Thursday, 20 September 2018 08:57

BPPT Kembangkan Sistem Pemeringkatan Bahaya Kebakaran Gambut

Written by 
Rate this item
(0 votes)

Badan Pengkajian dan Penerapan Teknologi (BPPT) mengembangkan sistem pemeringkatan bahaya kebakaran lahan gambut untuk mendukung pemantauan risiko kebakaran hutan dan lahan.

Kepala BPPT Unggul Priyanto sela seminar nasional Pusat Teknologi Pengembangan Sumberdaya Wilayah, di gedung BPPT,  Jakarta Selasa (18/9) mengatakan, Sistem Pemeringkatan Bahaya Kebakaran - SPBK saat ini sudah diterapkan di Indonesia. Namun system ini masih mengacu kepada sistem atau algoritma dari negara lain yang berada di daerah subtropis dan bertumpu pada data cuaca, sehingga tidak seluruh parameternya menjadi sesuai dengan wilayah Indonesia.

Dikatakannya, aplikasi ini dikerjakan bersama dengan Kementerian Lingkungan Hidup dan Kehutanan (KLHK), Badan Meteorologi, Klimatologi, dan Geofisika (BMKG) termasuk Lembaga Penerbangan dan Antariksa Nasional (LAPAN).

Unggul Priyanto menjelaskan, selain komponen cuaca, SPBK ini berkaitan dengan komponen aktivitas manusia, bahan bakaran antara lain berupa sebaran dan ketebalan gambut serta distribusi air gambut dan sumber air untuk mengatasi kekeringan gambut. Yang terakhir adalah komponen kerugian yang diderita dalam rupiah akibat kebakaran lahan gambut. Di sini diperlukan Akuntansi Sumberdaya Alam untuk memodelkan dan mendapatkan nilai kerugian sekaligus nilai potensi kerugian jika terjadi kebakaran pada penggunaan lahan tertentu, papar Unggul Priyanto.

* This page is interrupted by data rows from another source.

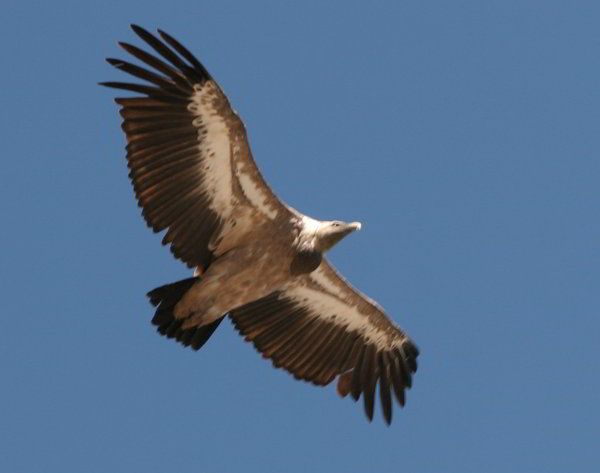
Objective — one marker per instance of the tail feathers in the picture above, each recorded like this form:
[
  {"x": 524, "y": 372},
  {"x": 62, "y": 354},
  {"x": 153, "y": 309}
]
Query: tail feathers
[{"x": 164, "y": 298}]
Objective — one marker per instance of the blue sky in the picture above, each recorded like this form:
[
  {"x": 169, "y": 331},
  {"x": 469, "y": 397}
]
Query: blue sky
[{"x": 464, "y": 135}]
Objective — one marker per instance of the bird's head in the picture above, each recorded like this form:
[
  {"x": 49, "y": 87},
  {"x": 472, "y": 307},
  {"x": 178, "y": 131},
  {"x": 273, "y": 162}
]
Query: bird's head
[{"x": 329, "y": 233}]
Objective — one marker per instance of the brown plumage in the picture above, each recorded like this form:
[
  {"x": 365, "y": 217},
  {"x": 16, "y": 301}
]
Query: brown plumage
[{"x": 256, "y": 259}]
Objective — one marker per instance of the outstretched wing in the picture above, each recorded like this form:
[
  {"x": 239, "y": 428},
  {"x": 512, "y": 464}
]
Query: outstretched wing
[
  {"x": 191, "y": 164},
  {"x": 319, "y": 327}
]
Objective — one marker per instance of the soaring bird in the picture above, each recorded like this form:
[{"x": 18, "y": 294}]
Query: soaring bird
[{"x": 256, "y": 259}]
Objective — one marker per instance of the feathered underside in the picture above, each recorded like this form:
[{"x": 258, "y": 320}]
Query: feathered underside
[
  {"x": 318, "y": 328},
  {"x": 191, "y": 166},
  {"x": 194, "y": 176}
]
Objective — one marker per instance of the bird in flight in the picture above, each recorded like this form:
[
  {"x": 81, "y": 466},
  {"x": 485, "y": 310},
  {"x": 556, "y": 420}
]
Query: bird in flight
[{"x": 255, "y": 258}]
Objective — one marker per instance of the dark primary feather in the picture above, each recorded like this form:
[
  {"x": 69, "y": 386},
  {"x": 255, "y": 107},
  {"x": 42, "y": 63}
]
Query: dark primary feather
[
  {"x": 317, "y": 350},
  {"x": 163, "y": 145}
]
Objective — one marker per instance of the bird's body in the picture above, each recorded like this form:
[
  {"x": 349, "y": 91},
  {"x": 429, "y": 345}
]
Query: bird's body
[{"x": 256, "y": 259}]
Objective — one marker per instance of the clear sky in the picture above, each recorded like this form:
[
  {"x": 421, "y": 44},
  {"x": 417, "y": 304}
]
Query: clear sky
[{"x": 465, "y": 137}]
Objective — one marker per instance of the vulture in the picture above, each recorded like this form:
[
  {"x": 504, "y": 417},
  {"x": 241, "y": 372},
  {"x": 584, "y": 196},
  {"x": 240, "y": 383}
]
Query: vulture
[{"x": 255, "y": 259}]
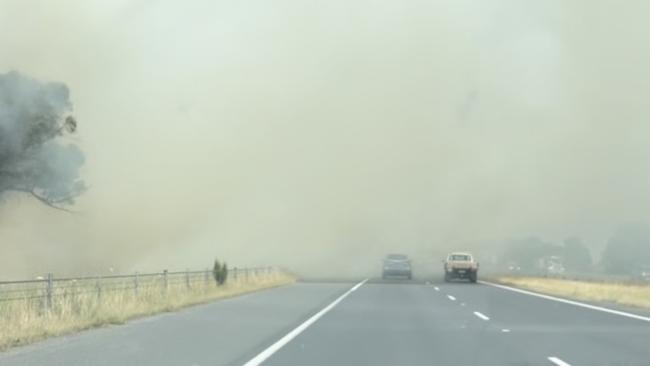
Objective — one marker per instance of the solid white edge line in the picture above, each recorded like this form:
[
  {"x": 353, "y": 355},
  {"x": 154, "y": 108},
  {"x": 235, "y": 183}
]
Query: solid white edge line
[
  {"x": 264, "y": 355},
  {"x": 482, "y": 316},
  {"x": 570, "y": 302},
  {"x": 557, "y": 361}
]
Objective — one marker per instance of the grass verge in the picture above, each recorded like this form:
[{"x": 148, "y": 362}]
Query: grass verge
[
  {"x": 627, "y": 294},
  {"x": 27, "y": 321}
]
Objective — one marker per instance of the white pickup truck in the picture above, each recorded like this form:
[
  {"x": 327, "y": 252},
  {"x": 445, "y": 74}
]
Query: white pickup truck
[{"x": 461, "y": 265}]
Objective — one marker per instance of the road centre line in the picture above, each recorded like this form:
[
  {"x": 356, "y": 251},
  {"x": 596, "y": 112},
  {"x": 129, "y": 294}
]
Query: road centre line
[
  {"x": 482, "y": 316},
  {"x": 264, "y": 355},
  {"x": 557, "y": 361},
  {"x": 570, "y": 302}
]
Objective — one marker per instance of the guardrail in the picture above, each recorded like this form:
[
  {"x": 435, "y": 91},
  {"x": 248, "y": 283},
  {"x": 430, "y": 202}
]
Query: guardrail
[
  {"x": 578, "y": 276},
  {"x": 48, "y": 288}
]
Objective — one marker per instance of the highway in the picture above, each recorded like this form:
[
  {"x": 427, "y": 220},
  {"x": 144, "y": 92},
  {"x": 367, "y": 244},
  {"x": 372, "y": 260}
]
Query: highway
[{"x": 372, "y": 322}]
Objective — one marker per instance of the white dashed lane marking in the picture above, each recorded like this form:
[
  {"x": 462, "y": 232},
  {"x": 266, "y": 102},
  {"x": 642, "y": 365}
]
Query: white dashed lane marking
[
  {"x": 482, "y": 316},
  {"x": 558, "y": 362}
]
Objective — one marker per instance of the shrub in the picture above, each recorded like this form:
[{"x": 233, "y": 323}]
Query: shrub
[{"x": 220, "y": 272}]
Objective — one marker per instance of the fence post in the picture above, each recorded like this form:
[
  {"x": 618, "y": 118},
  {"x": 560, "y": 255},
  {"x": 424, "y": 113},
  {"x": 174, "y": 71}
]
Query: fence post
[
  {"x": 165, "y": 283},
  {"x": 98, "y": 284},
  {"x": 48, "y": 291},
  {"x": 136, "y": 283}
]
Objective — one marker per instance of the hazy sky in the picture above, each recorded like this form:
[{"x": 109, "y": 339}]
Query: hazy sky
[{"x": 307, "y": 133}]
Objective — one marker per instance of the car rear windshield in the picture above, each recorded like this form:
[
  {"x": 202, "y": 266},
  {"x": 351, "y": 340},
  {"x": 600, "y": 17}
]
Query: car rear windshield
[{"x": 459, "y": 257}]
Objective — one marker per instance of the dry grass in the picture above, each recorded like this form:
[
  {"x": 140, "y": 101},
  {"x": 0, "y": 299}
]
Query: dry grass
[
  {"x": 635, "y": 295},
  {"x": 26, "y": 321}
]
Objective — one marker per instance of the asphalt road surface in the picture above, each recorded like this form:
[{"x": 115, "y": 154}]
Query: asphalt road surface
[{"x": 366, "y": 323}]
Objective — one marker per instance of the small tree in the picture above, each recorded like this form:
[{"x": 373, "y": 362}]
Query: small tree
[{"x": 220, "y": 272}]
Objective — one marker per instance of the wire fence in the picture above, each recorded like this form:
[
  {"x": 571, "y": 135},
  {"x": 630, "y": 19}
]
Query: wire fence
[{"x": 45, "y": 290}]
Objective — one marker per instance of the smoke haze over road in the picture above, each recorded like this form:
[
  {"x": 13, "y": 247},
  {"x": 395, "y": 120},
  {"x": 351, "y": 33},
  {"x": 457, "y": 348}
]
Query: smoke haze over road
[{"x": 312, "y": 134}]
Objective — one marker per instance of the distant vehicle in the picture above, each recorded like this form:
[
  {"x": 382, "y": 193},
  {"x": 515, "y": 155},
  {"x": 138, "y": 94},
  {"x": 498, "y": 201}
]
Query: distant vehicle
[
  {"x": 396, "y": 265},
  {"x": 461, "y": 265},
  {"x": 513, "y": 267}
]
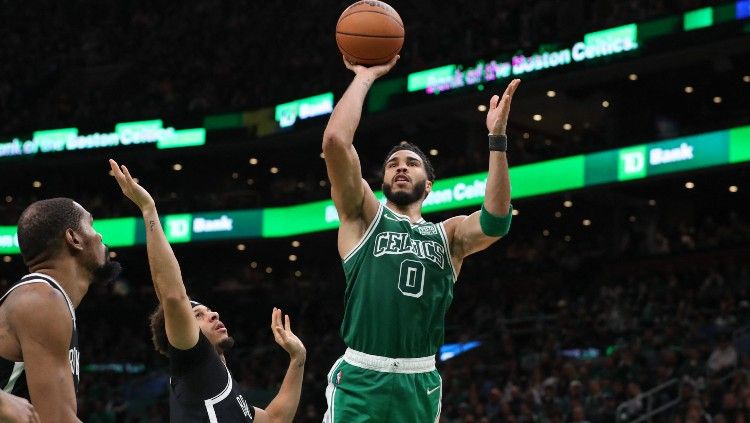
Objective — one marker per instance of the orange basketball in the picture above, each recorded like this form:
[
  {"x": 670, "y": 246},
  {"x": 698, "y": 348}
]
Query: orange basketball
[{"x": 369, "y": 33}]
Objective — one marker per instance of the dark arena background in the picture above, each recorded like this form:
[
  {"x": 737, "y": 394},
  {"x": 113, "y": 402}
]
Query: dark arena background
[{"x": 619, "y": 295}]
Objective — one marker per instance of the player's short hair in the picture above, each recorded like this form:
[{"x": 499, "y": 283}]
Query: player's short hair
[
  {"x": 159, "y": 331},
  {"x": 42, "y": 226},
  {"x": 411, "y": 147}
]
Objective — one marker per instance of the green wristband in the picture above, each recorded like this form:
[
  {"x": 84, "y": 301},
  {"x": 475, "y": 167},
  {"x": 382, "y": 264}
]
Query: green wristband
[{"x": 495, "y": 225}]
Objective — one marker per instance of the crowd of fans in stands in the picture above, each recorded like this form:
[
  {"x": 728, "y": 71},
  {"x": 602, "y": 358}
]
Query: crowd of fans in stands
[{"x": 570, "y": 330}]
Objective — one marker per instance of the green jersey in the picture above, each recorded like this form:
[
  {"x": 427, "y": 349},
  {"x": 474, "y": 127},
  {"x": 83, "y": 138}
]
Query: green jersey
[{"x": 399, "y": 285}]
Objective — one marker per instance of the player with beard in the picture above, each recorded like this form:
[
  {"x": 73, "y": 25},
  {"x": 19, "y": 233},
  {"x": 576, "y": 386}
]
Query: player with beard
[
  {"x": 400, "y": 269},
  {"x": 201, "y": 387},
  {"x": 39, "y": 356}
]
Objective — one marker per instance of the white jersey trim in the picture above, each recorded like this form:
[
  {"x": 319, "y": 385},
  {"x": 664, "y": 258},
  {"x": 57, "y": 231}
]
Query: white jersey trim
[
  {"x": 366, "y": 236},
  {"x": 218, "y": 398},
  {"x": 444, "y": 236},
  {"x": 388, "y": 364},
  {"x": 329, "y": 416}
]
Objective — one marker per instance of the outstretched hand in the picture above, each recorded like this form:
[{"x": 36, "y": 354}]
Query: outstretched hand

Menurut Unggul, riset dan kajian lahan gambut sudah lama dilakukan BPPT. BPPT ingin berkontribusi membantu percepatan dalam pengelolaan lahan gambut yang bermanfaat secara ekonomi tapi tetap dengan tata kelola lingkungan yang baik serta mencegah terjadinya kebakaran.

Hasilnya telah diimplementasikan dalam bentuk kebijakan pengelolaan lahan gambut, tata ruang wilayah, tata kelola pemanfaatan lahan gambut.

Unggul Priyanto menambahkan, selama ini sering terjadi kebakaran umumnya pada lahan gambut. Karena itu BPPT bekerja sama dengan berbagai instansi seperti KLHK dan swasta berusaha memonitor agar gambut selalu basah supaya tidak gampang terbakar. Unggul mengatakan penerapan sistem itu mencakup pemasangan alat-alat monitor di daerah rawan kebakaran hutan dan lahan.

Sementara itu Direktur Pusat Teknologi Pengembangan Sumberdaya Wilayah BPPT Yudi Anantasena mengatakan, diharapkan mulai akhir tahun ini sudah didapatkan parameter dan di akhir 2019 dilengkapi data serta sistemnya di serahkan ke Badan Meteorologi Klimanologi dan Geofisika BMKG. Ia menjelaskan sistem tersebut dibuat untuk memantau daerah-daerah yang rawan mengalami kebakaran gambut dan memastikan keberadaan titik api mengingat selama ini petugas pemadam kebakaran masih menggunakan titik panas, yang belum tentu merupakan titik api, sebagai panduan. Untuk itu, pihaknya ingin memastikan titik api dari beberapa parameter. Yudi Anantasena menambahkan, sistem pemeringkatan bahaya kebakaran lahan gambut, akan diprioritaskan di wilayah rawan kebakaran gambut di Sumatera Selatan, Jambi, Riau, Kalimantan Tengah dan Kalimantan Barat.